The authors themselves don’t seem to understand how much they’re confessing about Republican politics, American conservatives, and the Christian Right. The authors don’t even seem to understand how much they’re confessing about themselves.
The chief source for events is co-author Waldron, who directed evangelical outreach during Bachmann’s presidential campaign. Other Bachmann insiders also provided material (longtime Bachmann political advisor and campaign manager Andy Parrish seems to have contributed recollections appearing in early chapters.)
So when the authors recount ‘the scene where Michele and Marcus Bachmann are at home one night in their Stillwater, Minnesota bedroom’ — the scene in which Marcus Bachmann lays in bed looking on as Michele Bachmann stares at herself in a full length mirror, saying: “I am the President of the United States” — I feel fairly sure that that actually happened. (See the original illustration I have created to represent this scene, above.)
I also feel pretty sure that either Michele or Marcus confided ‘the claim she made to the mirror’ to one of their political allies, in the hope that this otherwise private moment would somehow impress the listener. Which is funny, given the fact that so many of us will find the image either entirely ridiculous or somewhat disturbing.
And there is so much more ridiculous and disturbing stuff here. The book is very short, but it presents an entire catalog of pseudo-Christian hypocrisies and petty corruptions. And the book is also a very rare and valuable document, because co-author Peter Waldron was a key player inside one of Michele Bachmann’s political campaigns and had regular access to the top levels. The recollections gathered here amount to archaeological evidence of the lie-driven insincerity and lunacy at the heart of American conservatism. And: the book is unconsciously funny.
Some have been trying to discourage people from reading “Bachmannistan.” Some express doubt about Waldron’s credibility. Indeed, Waldron seems to cast doubt on that himself. In the book he alludes to the series of political “dirty tricks” he agreed to undertake on behalf of a Republican congressional candidate — and “executed to brilliant effect with no fingerprints.” (I told you: this stuff is unconsciously funny.)

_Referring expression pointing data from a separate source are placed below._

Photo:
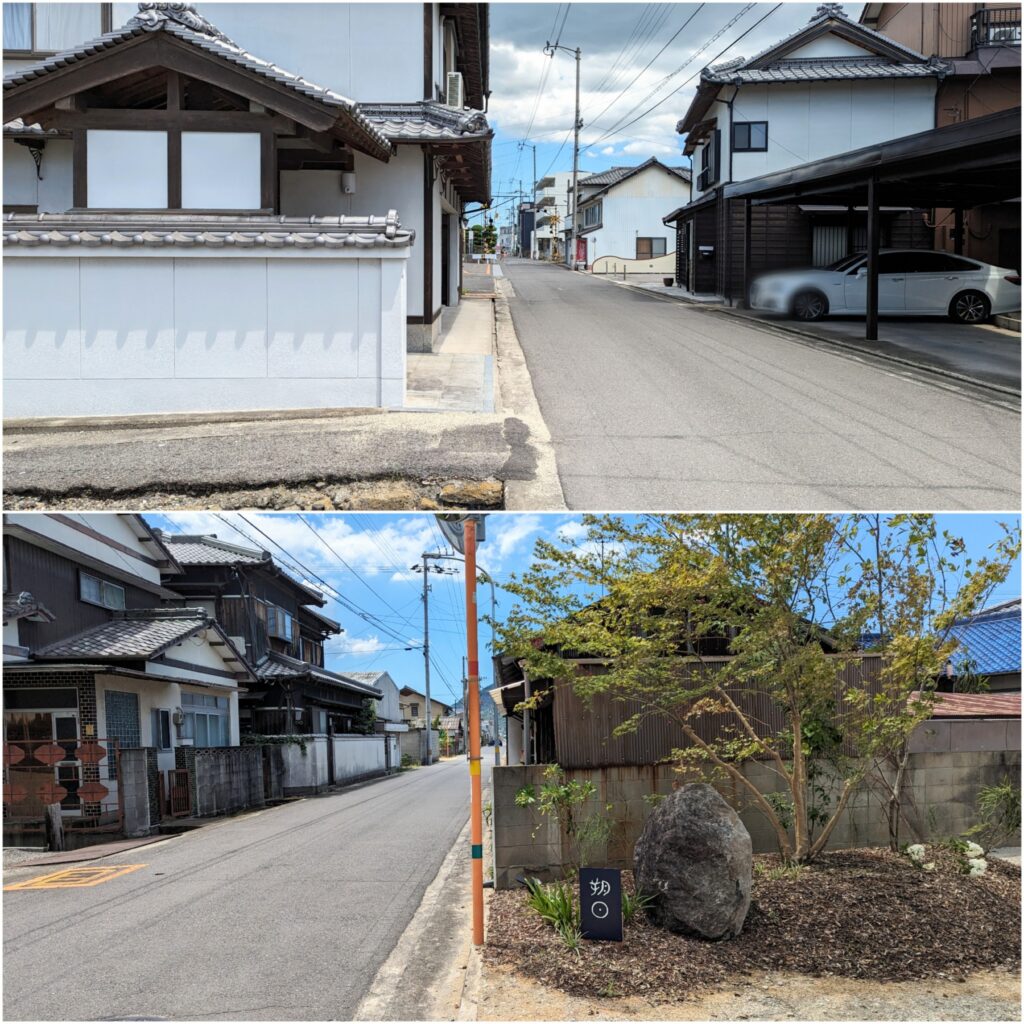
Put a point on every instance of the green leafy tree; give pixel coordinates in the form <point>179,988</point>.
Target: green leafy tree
<point>656,589</point>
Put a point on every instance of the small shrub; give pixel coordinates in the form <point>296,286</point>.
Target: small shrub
<point>633,902</point>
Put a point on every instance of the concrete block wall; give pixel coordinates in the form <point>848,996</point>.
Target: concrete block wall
<point>227,778</point>
<point>135,791</point>
<point>940,800</point>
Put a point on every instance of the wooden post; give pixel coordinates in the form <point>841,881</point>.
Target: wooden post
<point>54,828</point>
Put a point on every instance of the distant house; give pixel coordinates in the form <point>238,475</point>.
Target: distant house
<point>99,655</point>
<point>276,621</point>
<point>621,216</point>
<point>989,647</point>
<point>832,87</point>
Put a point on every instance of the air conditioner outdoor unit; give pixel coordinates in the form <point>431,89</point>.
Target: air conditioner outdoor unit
<point>454,90</point>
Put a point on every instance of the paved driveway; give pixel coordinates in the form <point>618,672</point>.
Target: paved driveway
<point>285,914</point>
<point>660,406</point>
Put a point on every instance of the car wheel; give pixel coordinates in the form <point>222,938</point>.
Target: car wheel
<point>970,307</point>
<point>809,306</point>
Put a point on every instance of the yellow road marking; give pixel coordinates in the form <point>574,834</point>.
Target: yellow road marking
<point>75,878</point>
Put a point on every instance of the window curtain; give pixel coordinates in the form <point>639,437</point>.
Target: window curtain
<point>17,27</point>
<point>61,26</point>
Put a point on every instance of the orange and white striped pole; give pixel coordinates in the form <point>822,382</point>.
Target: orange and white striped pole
<point>473,713</point>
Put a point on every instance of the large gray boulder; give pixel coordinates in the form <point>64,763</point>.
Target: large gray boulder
<point>694,856</point>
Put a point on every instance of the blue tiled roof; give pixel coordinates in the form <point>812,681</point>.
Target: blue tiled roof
<point>991,641</point>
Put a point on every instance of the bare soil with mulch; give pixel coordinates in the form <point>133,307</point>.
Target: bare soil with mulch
<point>855,913</point>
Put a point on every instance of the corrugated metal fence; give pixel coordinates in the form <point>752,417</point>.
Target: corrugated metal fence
<point>584,729</point>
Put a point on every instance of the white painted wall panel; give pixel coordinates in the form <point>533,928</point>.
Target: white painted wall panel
<point>312,329</point>
<point>293,331</point>
<point>127,169</point>
<point>220,311</point>
<point>42,332</point>
<point>220,170</point>
<point>127,318</point>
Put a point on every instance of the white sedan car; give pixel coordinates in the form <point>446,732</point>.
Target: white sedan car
<point>911,283</point>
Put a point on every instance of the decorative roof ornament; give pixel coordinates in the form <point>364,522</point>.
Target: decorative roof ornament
<point>152,14</point>
<point>829,10</point>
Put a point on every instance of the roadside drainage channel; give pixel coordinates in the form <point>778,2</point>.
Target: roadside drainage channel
<point>314,496</point>
<point>972,387</point>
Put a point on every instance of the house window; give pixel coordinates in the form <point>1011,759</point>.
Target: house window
<point>750,136</point>
<point>161,729</point>
<point>48,28</point>
<point>206,720</point>
<point>95,591</point>
<point>649,248</point>
<point>710,161</point>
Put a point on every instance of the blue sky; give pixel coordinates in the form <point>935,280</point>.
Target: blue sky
<point>378,550</point>
<point>617,41</point>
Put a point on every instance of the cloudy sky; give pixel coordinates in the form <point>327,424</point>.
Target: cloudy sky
<point>532,95</point>
<point>366,559</point>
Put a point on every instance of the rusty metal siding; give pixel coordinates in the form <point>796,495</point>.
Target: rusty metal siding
<point>584,730</point>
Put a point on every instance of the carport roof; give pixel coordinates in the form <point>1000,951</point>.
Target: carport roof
<point>960,166</point>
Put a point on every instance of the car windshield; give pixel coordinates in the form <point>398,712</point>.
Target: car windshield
<point>846,262</point>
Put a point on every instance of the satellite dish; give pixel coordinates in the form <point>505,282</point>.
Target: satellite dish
<point>452,524</point>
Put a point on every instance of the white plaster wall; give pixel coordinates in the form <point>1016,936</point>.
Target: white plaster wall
<point>116,527</point>
<point>52,194</point>
<point>300,329</point>
<point>366,51</point>
<point>354,756</point>
<point>379,187</point>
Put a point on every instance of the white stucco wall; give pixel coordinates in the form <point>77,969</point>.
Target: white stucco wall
<point>394,185</point>
<point>299,329</point>
<point>634,210</point>
<point>51,194</point>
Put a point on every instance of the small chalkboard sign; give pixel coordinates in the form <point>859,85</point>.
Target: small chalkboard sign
<point>601,903</point>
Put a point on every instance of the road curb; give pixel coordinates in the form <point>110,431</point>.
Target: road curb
<point>993,392</point>
<point>515,388</point>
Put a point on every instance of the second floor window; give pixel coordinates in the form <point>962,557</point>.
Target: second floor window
<point>750,136</point>
<point>92,590</point>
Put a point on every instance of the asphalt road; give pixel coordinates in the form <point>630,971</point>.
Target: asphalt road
<point>283,914</point>
<point>655,404</point>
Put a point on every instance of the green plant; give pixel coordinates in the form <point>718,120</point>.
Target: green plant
<point>633,902</point>
<point>998,813</point>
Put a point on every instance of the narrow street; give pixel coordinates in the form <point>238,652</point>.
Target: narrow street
<point>281,914</point>
<point>654,404</point>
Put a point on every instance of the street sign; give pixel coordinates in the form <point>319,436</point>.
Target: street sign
<point>452,526</point>
<point>601,903</point>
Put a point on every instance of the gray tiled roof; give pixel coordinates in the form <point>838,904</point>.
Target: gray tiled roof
<point>276,666</point>
<point>181,20</point>
<point>425,121</point>
<point>200,550</point>
<point>135,635</point>
<point>189,231</point>
<point>813,70</point>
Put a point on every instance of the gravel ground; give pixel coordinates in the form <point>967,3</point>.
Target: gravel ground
<point>854,914</point>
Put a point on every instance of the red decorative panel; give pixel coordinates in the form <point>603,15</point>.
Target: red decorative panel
<point>90,753</point>
<point>50,793</point>
<point>13,794</point>
<point>50,754</point>
<point>92,793</point>
<point>12,755</point>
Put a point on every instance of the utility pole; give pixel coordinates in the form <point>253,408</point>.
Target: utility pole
<point>426,568</point>
<point>550,48</point>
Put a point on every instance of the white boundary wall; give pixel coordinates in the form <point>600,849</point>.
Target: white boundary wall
<point>97,332</point>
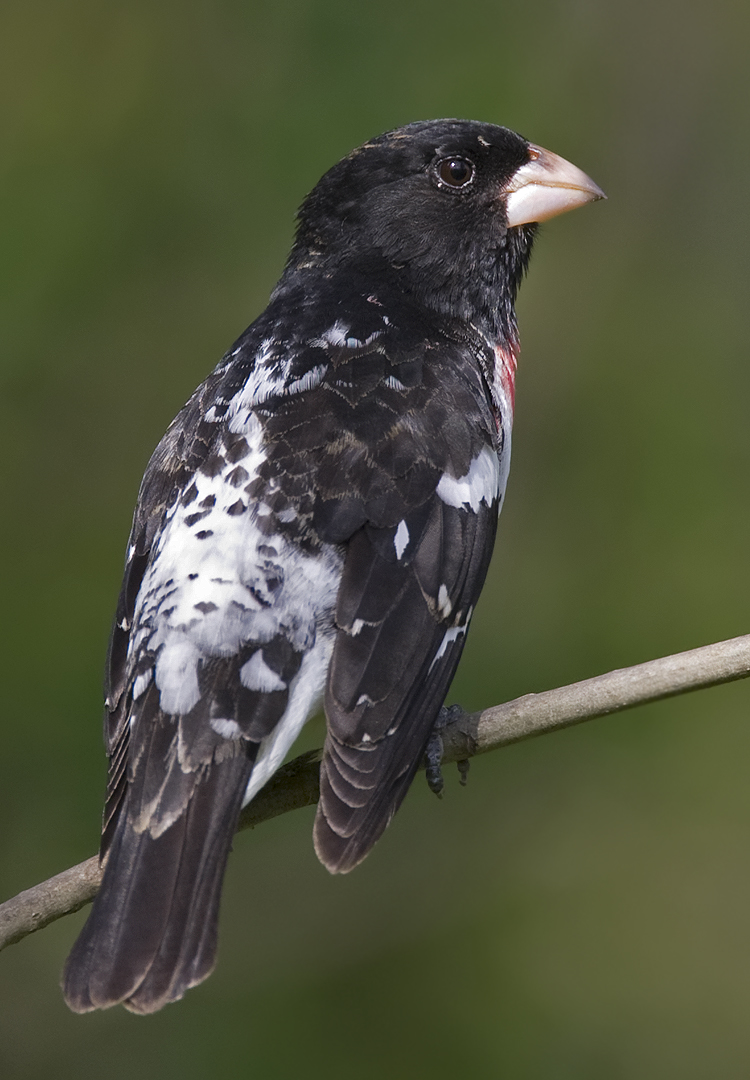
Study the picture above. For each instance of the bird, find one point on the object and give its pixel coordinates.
(316, 525)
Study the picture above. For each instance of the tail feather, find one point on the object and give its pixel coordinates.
(152, 931)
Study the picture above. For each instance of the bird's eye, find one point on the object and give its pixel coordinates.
(455, 172)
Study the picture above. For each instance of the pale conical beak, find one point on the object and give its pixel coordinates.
(547, 186)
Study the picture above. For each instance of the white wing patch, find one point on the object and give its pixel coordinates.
(481, 484)
(256, 675)
(449, 638)
(401, 539)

But as I suggested above: despite Waldron's strange resume, I'd bet that about ninety per cent of what he says happened -- happened.
For one thing, the megalomanic pattern of deceit the authors allege in this book is entirely consist with what I've observed during ten years or so of writing about and researching Michele Bachmann. More importantly, independent authorities found some of co-author Waldron's accusations credible enough to justify various criminal and ethics investigations.
Another reader complaint about "Bachmannistan: Behind The Lines" is that the quality of the writing is poor. To me, that objection is like saying that no one should ever bother to read the notes coming from the inside of a lunatic asylum because “the sentence structure is so bad.”
Yes, the writing style is… idiosyncratic. For example look at the following sentence from Chapter Thirteen:
“The bride of Christ stripped bare, as it were, to mix Catholic metaphor, Marcel Duchamp and Bryan Ferry.”
I don’t know about you, but for me that sort of thing is just one more reason to read the book. It's one of the reason I found this book is funny.
And I thought the tone was funny, too. The authors write as if Bachmann’s betrayal of Christian values of compassion, justice and truth represent some kind of unforeseeable tragedy. Which is crazy, and therefore potentially funny. Yes, Bachmann seems to have violated the trust of her own friends and supporters. But by the time she did that, countless verified statements — from Bachmann herself — had proved her to be either a fool or a liar or both, and therefore deeply untrustworthy.
And instead of giving any weight to the dishonesty constantly on display in Bachmann’s own statements, her supporters and staffers chose to ignore it. So I found the authors' tone (shocked disappointment) funny. How could any adult with sound judgment ever believe in Michele Bachmann — after the first twenty times she was caught lying to the public?
At one point in the book these conservative and Christian authors even describe Bachmann as “vicious, self-centered, phony, in it for herself.” Now that's funny, too. Because this is the person who faith and character was recommended regularly over the years by Pat Robertson, James Dobson, Glenn Beck, Sean Hannity, and Fox News — recommended as a model politician and leader. On the basis of those recommendations, an objective observer might conclude that something’s deeply wrong with the conservative worldview and movement — don’t ya think?
I know I'm preaching to the converted here on the Kos. But we live in a world where many academics and media and personal acquaintances still insist on giving the opinions of professional conservatives the benefit of a doubt. This book is convincing evidence that conservatives shouldn't be given the benefit of a doubt.
Because readers of the book must draw the conclusion that the conservatives who supported, endorsed and promoted this political career for years -- are stupid cranks or cynical con men. Most of the people who write and read the Kos take that as a given. But here (in the form of a three dollar e-book) is first hand evidence you need to convince anyone who still needs convincing. The writing is weird and the book is unintentionally funny: but it's primary source proof (gathered by conservatives!) that conservatism really is a corrupt, crap con game .
Because I kept that context in mind as I read “Bachmannistan,” I found the book very amusing. Some of you may not agree, and that’s understandable. Many will find this book “very sad” rather than “bleakly humorous.”
And those who do find it sad may also claim that any laughs produced by “Bachmannistan: Behind the Lines” stem from unfeeling schadenfreude. “Only a reader with a shameful, immature sense of humor could find anything to laugh at here,” these people will say.
I assure you that people who would voice such opinions are dickheads. The discerning will appreciate that (in their attempt to get their version of the truth out to the public) the authors of “Bachmannistan” have unconsciously created a fine, dark political farce. A dark farce about the essential moral corruption and willful stupidity at the heart of the American Right. This unconscious farce is all the more funny because it was constructed out of fact rather than mere imagination.
And that’s quite an achievement, even if it was unintentional.